Pertemuan yang berulang

13 0 0
                                    

"Gak tau nih pulangnya kapan. Kayaknya tahun ini belum bisa pulang. Masih suasana adaptasi juga di lingkungan baru. You know lah, Aku yang dulu tipe rumahan banget. Jadi ini kayak semacam momenku untuk mulai mencari jati diri..hahaha.." Jelas Amel di sebrang telpon. Amelia, teman sekolah sekaligus teman semasa kecil Arawinda. Kini jarak memisahkan mereka. Amel memilih meneruskan kuliah di kota Bandung.

"Aku-nya gak seru kalau setiap ngobrol mesti lewat telpon gini. Kangen Amel sih" rengek Arawinda

"Halaaah... Dari kemarin juga di chatingan sama telpon bahasannya cowok yang kamu kira Habibie itu! Masih kepikiran kamu soal kejadian waktu itu? " Ucap Amel yang membuat hati Arawinda langsung mencelos.

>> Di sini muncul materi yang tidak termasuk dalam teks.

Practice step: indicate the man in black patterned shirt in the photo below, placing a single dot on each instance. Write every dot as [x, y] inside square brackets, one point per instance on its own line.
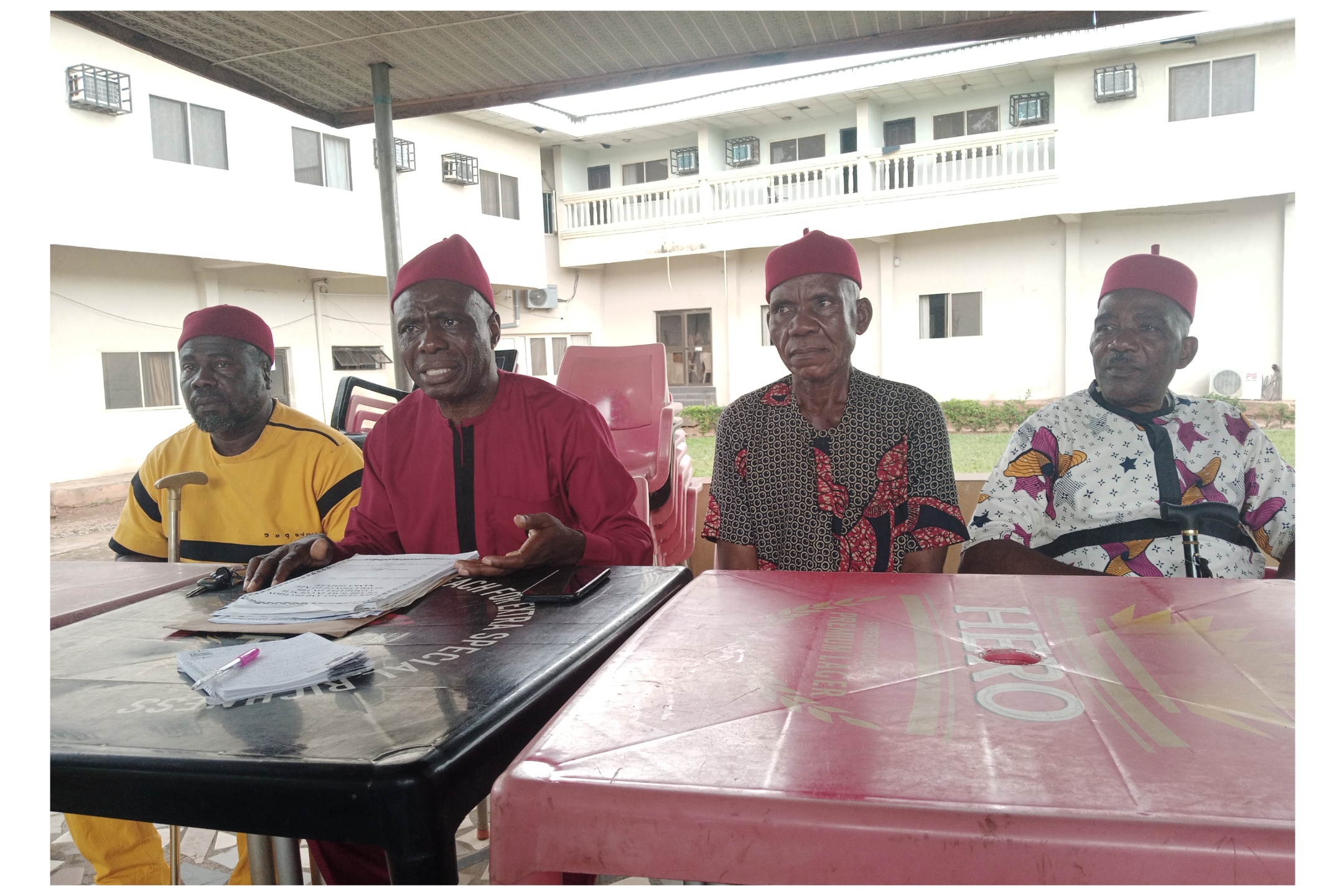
[829, 468]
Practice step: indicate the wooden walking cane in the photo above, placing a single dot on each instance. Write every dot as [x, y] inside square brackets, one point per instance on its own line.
[175, 484]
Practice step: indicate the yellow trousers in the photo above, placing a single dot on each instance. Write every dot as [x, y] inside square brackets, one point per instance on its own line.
[131, 852]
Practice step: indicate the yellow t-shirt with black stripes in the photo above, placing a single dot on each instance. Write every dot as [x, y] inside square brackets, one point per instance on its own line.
[299, 478]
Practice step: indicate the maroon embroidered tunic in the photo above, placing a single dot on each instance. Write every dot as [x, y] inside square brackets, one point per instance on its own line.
[852, 499]
[432, 487]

"Mmm.... Gak kok" Sahut Arawinda dengan nada sedikit begetar ragu

"Yakin aku mah, kamu tuh sebenernya pikiran. Aku tau banget kamu gimana.. Hahaha.... " Ledek Amel

"Jangan-jangan kamu juga suka lagi sama Habibie? Eh suka beneran apa karena kebawa jadi suka karena kemarin dia nembak kamu? " Sambung Amel

"Nggak kok.. Seriusan. Mungkin Aku kayak penasaran aja kali yah namanya dulu kita temenan. Ah.. Udah jangan bahas lagi. Kangen sih sama kamu, pengen jalan-jalan bareng gitu.. Ah, tapi kamu mah sibuk sekarang udah jd mahasiswi" Sahut Arawinda

"Lanjut besok yah, aku masih harus rapih-rapih ini. Udah jam 10 malem juga, Ra" Ajak Amel

"Oke.. "

Amel dan Arawinda pun mematikan telpon mereka. Dirinya tersentil dengan apa yang telah diucapkan Amel. Mungkin jauh di dasar hati Arawinda, Ia masih penasaran dengan Habibie yang tiba-tiba mengutarakan perasaannya. Karena hal itu pengalaman pertama baginya. Ia yang memang tak pernah menjalin asmara, dibuat gundah oleh hal itu.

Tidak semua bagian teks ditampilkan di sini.